Entretien croisé avec l'écrivain Maxime Chattam et le lieutenant-colonel Marie-Laure Brunel-Dupin, auteur et analyste comportementale

  • Par Hélène THIN
  • Publié le 12 décembre 2024
Photo de l'écrivain Maxime Chattam et du lieutenant-colonel Marie-Laure Brunel-Dupin, posant debout, côte à côte, souriants, chacun tenant dans ses mains l'ouvrage de l'autre. Derrière eux, sur un mur façon brique, est visible en lettres lumineuses, l'inscription "Gendarmerie"
© SIRPA-G / MDC Brice LAPOINTE

Ce vendredi 6 décembre 2024, le célèbre romancier Maxime Chattam et le lieutenant-colonel Marie-Laure Brunel-Dupin, chef de la Division des affaires non élucidées (DiANE), analyste comportementale et auteur, se sont retrouvés au sein de la Direction générale de la Gendarmerie nationale (DGGN), à Issy-les-Moulineaux, à l’occasion d’une séance de dédicaces. Amis dans la vie, et nourrissant l’un pour l’autre une même admiration, les deux auteurs ont évoqué, ensemble, le temps d’une interview, leur collaboration passée et à venir, ainsi que leur dernier ouvrage : « Prime Time », pour Maxime Chattam (Éditions Albin Michel), et « Serrer les dents », pour le lieutenant-colonel Marie-Laure Brunel-Dupin, co-écrit avec Valérie Péronnet (Éditions Hachette Fictions).

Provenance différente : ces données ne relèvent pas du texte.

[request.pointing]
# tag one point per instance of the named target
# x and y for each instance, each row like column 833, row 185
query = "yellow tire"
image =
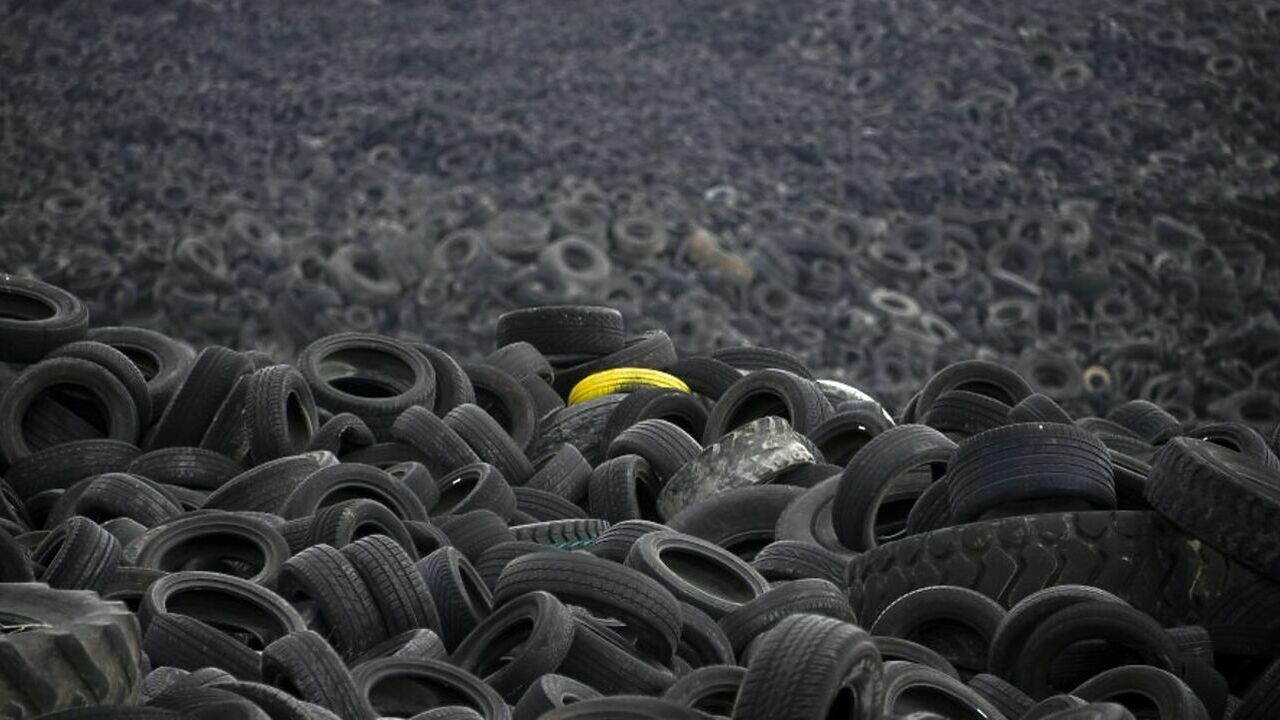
column 622, row 379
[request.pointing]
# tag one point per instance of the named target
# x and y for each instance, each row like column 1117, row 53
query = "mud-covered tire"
column 80, row 650
column 1138, row 556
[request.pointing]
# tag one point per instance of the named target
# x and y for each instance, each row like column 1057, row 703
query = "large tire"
column 1138, row 556
column 77, row 650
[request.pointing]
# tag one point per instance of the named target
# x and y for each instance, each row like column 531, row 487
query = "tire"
column 519, row 642
column 712, row 689
column 77, row 555
column 228, row 542
column 346, row 613
column 429, row 679
column 77, row 650
column 739, row 520
column 196, row 400
column 599, row 586
column 1027, row 463
column 1155, row 686
column 161, row 360
column 348, row 481
column 186, row 466
column 305, row 665
column 279, row 411
column 750, row 455
column 791, row 560
column 663, row 445
column 444, row 451
column 959, row 623
column 117, row 410
column 474, row 487
column 624, row 488
column 805, row 666
column 768, row 393
column 872, row 474
column 36, row 318
column 63, row 465
column 1138, row 556
column 507, row 401
column 402, row 598
column 551, row 692
column 799, row 597
column 461, row 597
column 1224, row 497
column 369, row 376
column 119, row 365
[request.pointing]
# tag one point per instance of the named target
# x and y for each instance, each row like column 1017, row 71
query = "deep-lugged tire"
column 77, row 650
column 752, row 454
column 807, row 666
column 1224, row 497
column 1138, row 556
column 36, row 318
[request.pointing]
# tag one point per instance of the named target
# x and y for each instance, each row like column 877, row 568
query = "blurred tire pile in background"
column 1083, row 191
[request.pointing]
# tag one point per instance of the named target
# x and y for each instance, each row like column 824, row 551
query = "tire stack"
column 592, row 524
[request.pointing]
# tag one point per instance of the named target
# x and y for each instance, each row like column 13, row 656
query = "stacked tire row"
column 1080, row 191
column 376, row 531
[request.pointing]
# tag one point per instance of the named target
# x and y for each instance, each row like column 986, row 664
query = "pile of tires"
column 590, row 524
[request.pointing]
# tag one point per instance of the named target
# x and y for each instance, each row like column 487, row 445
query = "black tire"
column 873, row 472
column 807, row 666
column 196, row 400
column 227, row 542
column 63, row 465
column 597, row 584
column 443, row 449
column 563, row 472
column 753, row 454
column 798, row 597
column 36, row 318
column 452, row 386
column 402, row 598
column 663, row 445
column 712, row 689
column 792, row 560
column 1138, row 556
column 478, row 486
column 346, row 613
column 1148, row 686
column 519, row 642
column 507, row 401
column 739, row 520
column 119, row 365
column 764, row 393
column 959, row 623
column 77, row 555
column 908, row 686
column 76, row 648
column 369, row 376
column 462, row 598
column 163, row 360
column 1028, row 463
column 279, row 413
column 304, row 665
column 624, row 488
column 348, row 481
column 411, row 683
column 567, row 329
column 118, row 415
column 551, row 692
column 696, row 572
column 1224, row 497
column 186, row 466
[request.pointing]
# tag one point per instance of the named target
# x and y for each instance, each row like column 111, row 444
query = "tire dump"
column 878, row 360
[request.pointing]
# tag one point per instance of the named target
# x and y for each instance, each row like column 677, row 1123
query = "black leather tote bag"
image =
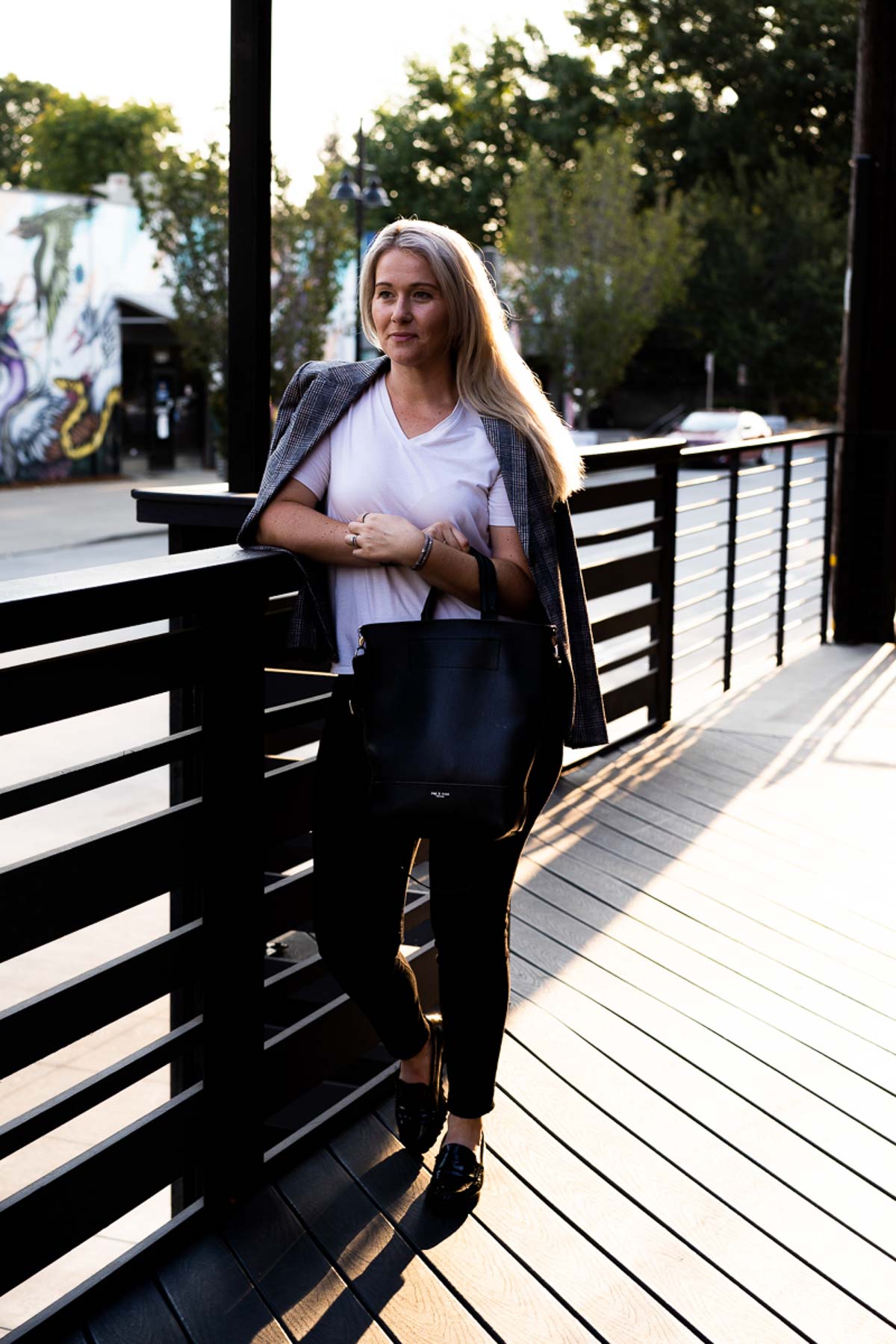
column 453, row 712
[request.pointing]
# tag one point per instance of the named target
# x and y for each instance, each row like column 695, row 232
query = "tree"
column 184, row 208
column 727, row 80
column 309, row 245
column 78, row 141
column 453, row 149
column 594, row 270
column 22, row 102
column 768, row 289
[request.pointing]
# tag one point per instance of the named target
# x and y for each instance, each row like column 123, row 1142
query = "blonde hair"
column 492, row 378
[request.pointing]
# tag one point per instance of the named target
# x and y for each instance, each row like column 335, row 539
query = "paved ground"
column 46, row 529
column 695, row 1116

Comment est née votre collaboration ?

Maxime Chattam : Notre collaboration est née il y a quelques années, lorsque le général François Daoust, alors à la tête du Pôle judiciaire de la gendarmerie nationale (PJGN) m’a invité à visiter le Département des sciences du comportement (DSC). C’est ainsi que j’ai fait la connaissance du lieutenant-colonel Marie-Laure Brunel-Dupin. chef du DSC. J’ai alors découvert l’existence de profilers au sein de la gendarmerie nationale. La découverte était totale. Marie-Laure m’a alors pris sous son aile avec générosité. Tandis qu’elle me parlait de son métier, l’idée de consacrer un ouvrage à ce sujet s’est rapidement frayé un chemin dans mon esprit.

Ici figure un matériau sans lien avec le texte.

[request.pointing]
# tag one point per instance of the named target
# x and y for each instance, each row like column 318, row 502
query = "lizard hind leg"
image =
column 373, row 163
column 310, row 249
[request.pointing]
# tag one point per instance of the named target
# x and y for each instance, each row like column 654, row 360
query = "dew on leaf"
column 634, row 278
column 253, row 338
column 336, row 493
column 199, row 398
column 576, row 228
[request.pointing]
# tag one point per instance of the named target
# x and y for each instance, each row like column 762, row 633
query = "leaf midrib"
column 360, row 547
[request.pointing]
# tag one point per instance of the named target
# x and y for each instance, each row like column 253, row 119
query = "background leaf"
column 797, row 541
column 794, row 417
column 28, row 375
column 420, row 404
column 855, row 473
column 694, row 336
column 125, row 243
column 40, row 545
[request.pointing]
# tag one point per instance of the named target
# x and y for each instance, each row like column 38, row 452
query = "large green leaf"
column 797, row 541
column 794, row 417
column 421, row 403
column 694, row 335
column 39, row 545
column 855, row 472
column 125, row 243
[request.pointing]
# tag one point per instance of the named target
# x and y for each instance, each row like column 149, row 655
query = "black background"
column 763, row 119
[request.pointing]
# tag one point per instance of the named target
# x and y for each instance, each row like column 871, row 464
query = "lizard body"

LCL Marie-Laure Brunel-Dupin : Lors de cette première rencontre avec Maxime, j’ai passé la journée à lui raconter les histoires qui font le quotidien du Département des sciences du comportement, ravie de partager avec lui mon univers. J’ai toujours eu une grande admiration pour l’auteur, dont j’apprécie la qualité de la plume. Ce jour-là, je me suis attachée à lui montrer que le métier de profiler ne se limitait pas à la vision réductrice véhiculée par les séries télévisées, qui parfois gâchent l’image de ce métier. Dès les premiers instants, cela a matché entre nous.

Et en quoi cette collaboration mutuelle a-t-elle consisté ?

Maxime Chattam : Après notre rencontre, j’ai peu à peu commencé à travailler sur mon projet d’ouvrage, « La Constance du prédateur ». Je me suis alors nourri des récits de Marie-Laure. J’ai pu capter auprès d’elle une multitude d’émotions, liées à son ressenti et à son vécu. Ces rencontres ont aussi été source d’inspiration concernant la description des lieux. Véritable éponge, l’auteur restitue les émotions qu’il saisit par empathie, face aux individus qu’il rencontre, dans les lieux qu’il visite. Je me suis ainsi imprégné de tout ce que Marie-Laure m’a donné.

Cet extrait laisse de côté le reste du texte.